The dangers of the minority stake have been colourfully illustrated by the shenanigans surrounding the tempestuous relationship between Washington DC-headquartered buyout house The Carlyle Group and French paper products manufacturer Otor, in which Carlyle invested €45 million for a 20 percent stake in February 2000.
The initial deal might have been euphemistically termed ‘opportunistic’ given that the target company had made losses in the two preceding years. Presumably in acknowledgement of this poor trading record, the shareholder agreement included provisions for Carlyle to assume majority control of the business should Otor fail to meet certain specified profitability targets. The incumbent management (who remained with the firm after the deal) acquiesced. But two years later, in March 2002, when Carlyle claimed that these targets had not been met Otor’s founding managers pushed back – and thus began a tortuous legal process.
Taking its case to a Paris arbitration panel, Carlyle might have hoped for a swift judgement. If so, it was forced to think again. Earlier this month – more than three years after the opening submissions – Carlyle finally emerged triumphant. Ruling in favour of the US investor, the court instructed Otor to convert bonds held by Carlyle into shares, handing it ownership of around 80 percent of the company.
Blair Thompson, a lawyer at London-based law firm SJ Berwin, is not surprised by the length of time taken reaching judgement. “Such cases will always be heavily disputed because you will have one party saying ‘you didn’t perform’ and the other saying ‘the problems at the company were not our fault’. It all comes down to how tight was the initial agreement, but the agreements are not uniform: there will be very different performance stipulations depending on, for example, what type of deal it is, what sector the business operates in and who is the private equity firm.” And hence there’s plenty of room for very different interpretations of the wording. And the possibility of very big legal bills as a result.
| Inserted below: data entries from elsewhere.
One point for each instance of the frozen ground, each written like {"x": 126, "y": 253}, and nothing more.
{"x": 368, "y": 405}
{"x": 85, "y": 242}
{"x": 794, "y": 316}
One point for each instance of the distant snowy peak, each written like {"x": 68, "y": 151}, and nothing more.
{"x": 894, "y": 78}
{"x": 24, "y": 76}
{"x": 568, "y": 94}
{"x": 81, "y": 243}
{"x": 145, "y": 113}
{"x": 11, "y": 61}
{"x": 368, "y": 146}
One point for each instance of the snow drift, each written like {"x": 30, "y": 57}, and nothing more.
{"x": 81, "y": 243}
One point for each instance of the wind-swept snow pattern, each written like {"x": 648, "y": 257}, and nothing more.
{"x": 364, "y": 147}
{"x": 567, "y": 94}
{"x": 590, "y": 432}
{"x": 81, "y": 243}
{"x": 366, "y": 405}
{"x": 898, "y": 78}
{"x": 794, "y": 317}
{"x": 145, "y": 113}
Perhaps all that time spent waiting for a decision would not have been so bad if it hadn’t been for the extraordinary battle between Carlyle and the Otor founding management team of Jean-Yves Bacques and Michele Bouvier that was being conducted as a highly colourful backdrop to proceedings. The rancour involved made it clear that there had been a profound breakdown in the relationship between the two sides.
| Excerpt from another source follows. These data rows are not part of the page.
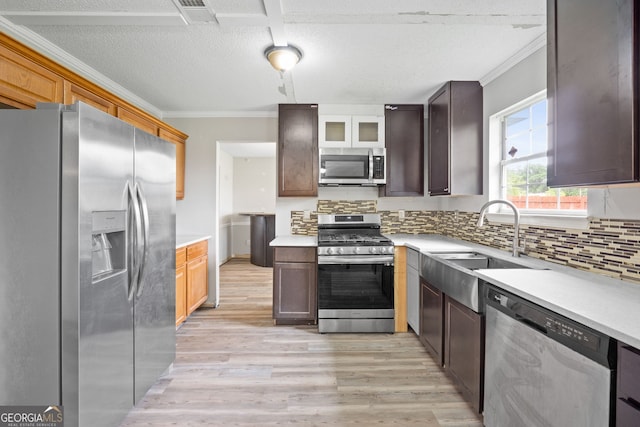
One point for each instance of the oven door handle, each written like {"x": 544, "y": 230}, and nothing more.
{"x": 355, "y": 259}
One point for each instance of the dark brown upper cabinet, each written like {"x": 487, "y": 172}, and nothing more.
{"x": 404, "y": 139}
{"x": 298, "y": 150}
{"x": 455, "y": 139}
{"x": 592, "y": 90}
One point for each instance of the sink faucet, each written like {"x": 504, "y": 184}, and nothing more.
{"x": 516, "y": 222}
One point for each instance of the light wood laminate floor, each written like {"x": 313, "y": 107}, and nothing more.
{"x": 235, "y": 368}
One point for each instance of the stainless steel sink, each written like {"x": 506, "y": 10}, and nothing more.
{"x": 453, "y": 273}
{"x": 476, "y": 261}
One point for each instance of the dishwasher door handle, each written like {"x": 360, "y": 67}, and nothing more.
{"x": 530, "y": 323}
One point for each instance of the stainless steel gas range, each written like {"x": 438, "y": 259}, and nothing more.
{"x": 355, "y": 275}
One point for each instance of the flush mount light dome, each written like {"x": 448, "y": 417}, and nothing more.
{"x": 283, "y": 58}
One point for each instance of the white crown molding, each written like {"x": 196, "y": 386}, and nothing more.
{"x": 218, "y": 114}
{"x": 55, "y": 53}
{"x": 533, "y": 46}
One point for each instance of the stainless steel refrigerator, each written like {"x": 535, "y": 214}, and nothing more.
{"x": 87, "y": 261}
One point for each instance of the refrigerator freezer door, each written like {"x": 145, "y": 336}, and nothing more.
{"x": 29, "y": 258}
{"x": 154, "y": 309}
{"x": 97, "y": 320}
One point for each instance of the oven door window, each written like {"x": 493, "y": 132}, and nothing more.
{"x": 355, "y": 286}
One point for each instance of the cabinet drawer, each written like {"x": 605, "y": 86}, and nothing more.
{"x": 197, "y": 249}
{"x": 181, "y": 256}
{"x": 413, "y": 258}
{"x": 302, "y": 254}
{"x": 629, "y": 372}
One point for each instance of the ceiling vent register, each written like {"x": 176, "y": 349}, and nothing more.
{"x": 196, "y": 11}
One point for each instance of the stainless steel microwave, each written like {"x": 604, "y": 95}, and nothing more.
{"x": 352, "y": 166}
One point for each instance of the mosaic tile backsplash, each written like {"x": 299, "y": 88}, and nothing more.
{"x": 608, "y": 247}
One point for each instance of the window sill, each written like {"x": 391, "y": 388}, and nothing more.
{"x": 563, "y": 221}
Fortunately, says Thompson, spectacular fallouts like this are likely to be few and far between. “You can sometimes get situations where the performance conditions are heavily negotiated at the time of the investment and then post-deal it all blows up into a real dispute. But you only find yourself in court if there’s been a fundamental breakdown of understanding and the two parties are moving in completely opposite directions.”
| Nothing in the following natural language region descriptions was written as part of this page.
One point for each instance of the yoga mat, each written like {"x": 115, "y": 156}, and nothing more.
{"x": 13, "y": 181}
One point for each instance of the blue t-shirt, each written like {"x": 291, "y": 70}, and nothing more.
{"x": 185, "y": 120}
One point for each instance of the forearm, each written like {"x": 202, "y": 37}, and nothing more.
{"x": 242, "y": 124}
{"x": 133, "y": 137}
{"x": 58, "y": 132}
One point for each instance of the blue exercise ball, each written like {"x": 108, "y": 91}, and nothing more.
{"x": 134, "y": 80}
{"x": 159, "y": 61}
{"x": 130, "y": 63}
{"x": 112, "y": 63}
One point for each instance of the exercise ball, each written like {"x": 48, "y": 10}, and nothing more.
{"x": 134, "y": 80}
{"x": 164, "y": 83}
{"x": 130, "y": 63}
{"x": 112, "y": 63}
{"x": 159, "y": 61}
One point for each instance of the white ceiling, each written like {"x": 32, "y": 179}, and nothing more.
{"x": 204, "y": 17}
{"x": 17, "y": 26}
In the case of Carlyle/Otor, it seems that is precisely what happened. Perhaps there are lessons to be taken on board, the first of which might be for buyers to make sure they rigorously undertake an aspect of pre-deal due diligence that can often be overlooked: stress testing the management. The second is to make sure that the language of shareholder agreements signed at the time of a deal is as tight as it possibly can be, and binds management to very specific targets – ones with hard numbers and unambiguous criteria and modes of calculation.
Perhaps the most important lesson of all though is to take minority stakes only in exceptional circumstances. Being a control freak may not be a glowing endorsement of an individual, but it’s a healthy attribute for a buyout firm who intends to transform an acquisition.